WASHINGTON — The 6th Circuit Court of Appeals upheld four states’ bans on same-sex couples’ marriages on Thursday, splitting with the decision of four other appellate courts and likely setting up a Supreme Court showdown on the issue.
Judge Jeffrey Sutton, writing for the 2-1 majority of the court, wrote the opinion upholding the constitutionality of Kentucky, Michigan, Ohio, and Tennessee’s bans — reversing trial court decisions striking down each ban, or the ban on recognition of same-sex couples’ marriages granted elsewhere, below.
“When the courts do not let the people resolve new social issues like this one, they perpetuate the idea that the heroes in these change events are judges and lawyers,” he wrote. “Better in this instance, we think, to allow change through the customary political processes, in which the people, gay and straight alike, become the heroes of their own stories by meeting each other not as adversaries in a court system but as fellow citizens seeking to resolve a new social issue in a fair-minded way.”

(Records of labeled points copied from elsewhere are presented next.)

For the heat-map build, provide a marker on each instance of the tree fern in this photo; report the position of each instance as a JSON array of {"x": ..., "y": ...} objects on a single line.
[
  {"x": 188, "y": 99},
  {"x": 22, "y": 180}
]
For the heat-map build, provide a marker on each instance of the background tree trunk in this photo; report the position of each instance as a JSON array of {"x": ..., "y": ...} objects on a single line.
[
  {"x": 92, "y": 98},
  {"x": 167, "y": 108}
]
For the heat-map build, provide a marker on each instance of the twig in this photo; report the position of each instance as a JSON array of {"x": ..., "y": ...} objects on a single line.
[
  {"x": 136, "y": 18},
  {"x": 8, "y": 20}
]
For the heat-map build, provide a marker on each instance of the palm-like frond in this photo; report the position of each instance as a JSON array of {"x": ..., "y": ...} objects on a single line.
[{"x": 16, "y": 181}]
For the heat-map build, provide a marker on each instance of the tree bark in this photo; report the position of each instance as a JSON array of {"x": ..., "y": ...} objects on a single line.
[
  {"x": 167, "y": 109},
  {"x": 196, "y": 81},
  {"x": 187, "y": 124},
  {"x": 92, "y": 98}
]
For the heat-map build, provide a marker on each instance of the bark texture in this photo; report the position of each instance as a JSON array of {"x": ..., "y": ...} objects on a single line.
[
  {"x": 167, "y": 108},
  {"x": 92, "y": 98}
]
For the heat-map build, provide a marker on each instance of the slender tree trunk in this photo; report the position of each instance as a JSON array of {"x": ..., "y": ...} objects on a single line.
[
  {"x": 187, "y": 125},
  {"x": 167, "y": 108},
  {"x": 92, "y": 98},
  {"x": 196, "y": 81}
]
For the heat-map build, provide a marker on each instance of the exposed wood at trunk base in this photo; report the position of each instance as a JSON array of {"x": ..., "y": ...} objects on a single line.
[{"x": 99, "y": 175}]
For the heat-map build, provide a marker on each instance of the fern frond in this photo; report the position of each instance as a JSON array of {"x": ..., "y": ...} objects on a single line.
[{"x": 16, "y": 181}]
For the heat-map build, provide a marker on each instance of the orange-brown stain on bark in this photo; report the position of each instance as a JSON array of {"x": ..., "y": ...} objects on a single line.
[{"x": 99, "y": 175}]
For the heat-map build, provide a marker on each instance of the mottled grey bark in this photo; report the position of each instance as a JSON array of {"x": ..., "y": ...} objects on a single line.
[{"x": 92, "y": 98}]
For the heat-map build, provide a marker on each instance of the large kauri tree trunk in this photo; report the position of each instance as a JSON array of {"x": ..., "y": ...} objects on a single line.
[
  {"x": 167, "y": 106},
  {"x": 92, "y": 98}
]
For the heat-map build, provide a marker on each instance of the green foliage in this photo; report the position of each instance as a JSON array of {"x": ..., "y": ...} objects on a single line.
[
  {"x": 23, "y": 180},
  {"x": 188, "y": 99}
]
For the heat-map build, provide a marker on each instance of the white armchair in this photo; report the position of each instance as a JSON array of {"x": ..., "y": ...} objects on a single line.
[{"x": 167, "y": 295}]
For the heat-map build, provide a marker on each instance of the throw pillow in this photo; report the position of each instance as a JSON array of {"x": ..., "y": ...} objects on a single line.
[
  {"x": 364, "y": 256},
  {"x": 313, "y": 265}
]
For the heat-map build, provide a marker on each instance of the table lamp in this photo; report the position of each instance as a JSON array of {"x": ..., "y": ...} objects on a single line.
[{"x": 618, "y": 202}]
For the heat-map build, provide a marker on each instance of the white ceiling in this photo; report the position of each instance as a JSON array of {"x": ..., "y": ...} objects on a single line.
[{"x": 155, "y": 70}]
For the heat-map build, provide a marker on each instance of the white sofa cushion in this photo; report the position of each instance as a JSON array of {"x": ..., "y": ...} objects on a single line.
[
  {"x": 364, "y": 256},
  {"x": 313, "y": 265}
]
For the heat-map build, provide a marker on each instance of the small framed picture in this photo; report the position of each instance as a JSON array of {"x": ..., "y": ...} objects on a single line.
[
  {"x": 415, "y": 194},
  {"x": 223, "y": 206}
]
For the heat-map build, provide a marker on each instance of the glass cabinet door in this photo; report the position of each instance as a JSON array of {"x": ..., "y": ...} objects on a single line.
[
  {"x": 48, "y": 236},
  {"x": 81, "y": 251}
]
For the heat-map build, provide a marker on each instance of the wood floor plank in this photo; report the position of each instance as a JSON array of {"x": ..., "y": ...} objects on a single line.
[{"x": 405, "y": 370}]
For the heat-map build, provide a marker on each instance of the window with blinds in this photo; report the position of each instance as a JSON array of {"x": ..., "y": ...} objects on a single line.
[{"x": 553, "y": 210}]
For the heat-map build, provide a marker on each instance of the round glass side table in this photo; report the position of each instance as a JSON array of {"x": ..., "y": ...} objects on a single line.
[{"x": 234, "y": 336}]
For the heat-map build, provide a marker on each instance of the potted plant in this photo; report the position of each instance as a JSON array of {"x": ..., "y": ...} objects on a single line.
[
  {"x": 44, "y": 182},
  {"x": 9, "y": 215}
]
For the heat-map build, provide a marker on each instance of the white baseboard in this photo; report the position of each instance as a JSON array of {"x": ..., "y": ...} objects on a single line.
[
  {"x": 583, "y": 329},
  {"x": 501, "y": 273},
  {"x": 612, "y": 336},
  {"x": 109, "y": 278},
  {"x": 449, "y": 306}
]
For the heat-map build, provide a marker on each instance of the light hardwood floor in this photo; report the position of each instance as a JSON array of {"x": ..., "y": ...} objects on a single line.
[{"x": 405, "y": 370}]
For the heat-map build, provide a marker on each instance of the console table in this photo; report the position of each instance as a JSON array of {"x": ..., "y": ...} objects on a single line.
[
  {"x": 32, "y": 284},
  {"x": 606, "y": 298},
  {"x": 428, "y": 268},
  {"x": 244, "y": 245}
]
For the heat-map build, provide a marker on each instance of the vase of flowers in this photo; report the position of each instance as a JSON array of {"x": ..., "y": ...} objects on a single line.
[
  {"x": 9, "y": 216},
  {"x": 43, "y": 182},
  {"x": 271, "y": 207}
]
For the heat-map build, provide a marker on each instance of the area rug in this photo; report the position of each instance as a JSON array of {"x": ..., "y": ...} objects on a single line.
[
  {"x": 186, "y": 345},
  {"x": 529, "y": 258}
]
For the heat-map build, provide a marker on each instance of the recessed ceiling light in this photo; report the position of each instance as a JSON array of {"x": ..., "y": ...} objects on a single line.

Specifically, Sutton wrote that the 6th Circuit — and all “inferior” courts — are still bound by the 1972 decision of the Supreme Court in Baker v. Nelson, in which the court dismissed a same-sex couple’s marriage claim “for want of a substantial federal question.” Many other courts, including several other appeals courts, have held that Baker is no longer good law in light of the Supreme Court’s development of pro-LGBT decisions since then.
Even outside of that, however, of the constitutional claims brought by same-sex couples — including “originalism; rational basis review; animus; fundamental rights; suspect classifications; evolving meaning” — Sutton concluded, “Not one of the plaintiffs’ theories, however, makes the case for constitutionalizing the definition of marriage and for removing the issue from the place it has been since the founding: in the hands of state voters.”
Judge Deborah Cook joined Sutton’s opinion, while Judge Martha Craig Daughtrey dissented from the decision.
In addressing the majority’s opinion, Daughtrey examined the four other appellate opinions — from the 4th, 7th, 9th, and 10th circuits — before concluding, “[I]t would seem unnecessary for this court to do more than cite those cases in affirming the district courts’ decisions in the six cases now before us.”
She then added: “Because the correct result is so obvious, one is tempted to speculate that the majority has purposefully taken the contrary position to create the circuit split regarding the legality of same- sex marriage that could prompt a grant of certiorari by the Supreme Court and an end to the uncertainty of status and the interstate chaos that the current discrepancy in state laws threatens.”
In responding to the entire premise of Sutton’s ruling in her conclusion, Daughtrey wrote, “If we in the judiciary do not have the authority, and indeed the responsibility, to right fundamental wrongs left excused by a majority of the electorate, our whole intricate, constitutional system of checks and balances, as well as the oaths to which we swore, prove to be nothing but shams.”
In the coming days, any of the plaintiffs could ask the Supreme Court to review the decision, which — if the justice take the appeal — could set up a Supreme Court hearing on the issue this coming March and a decision expected by the end of June.
In September, in fact, Justice Ruth Bader Ginsburg discussed this possibility, noting that “some urgency” would be added to the issue if the 6th Circuit issued a ruling that differed with the others.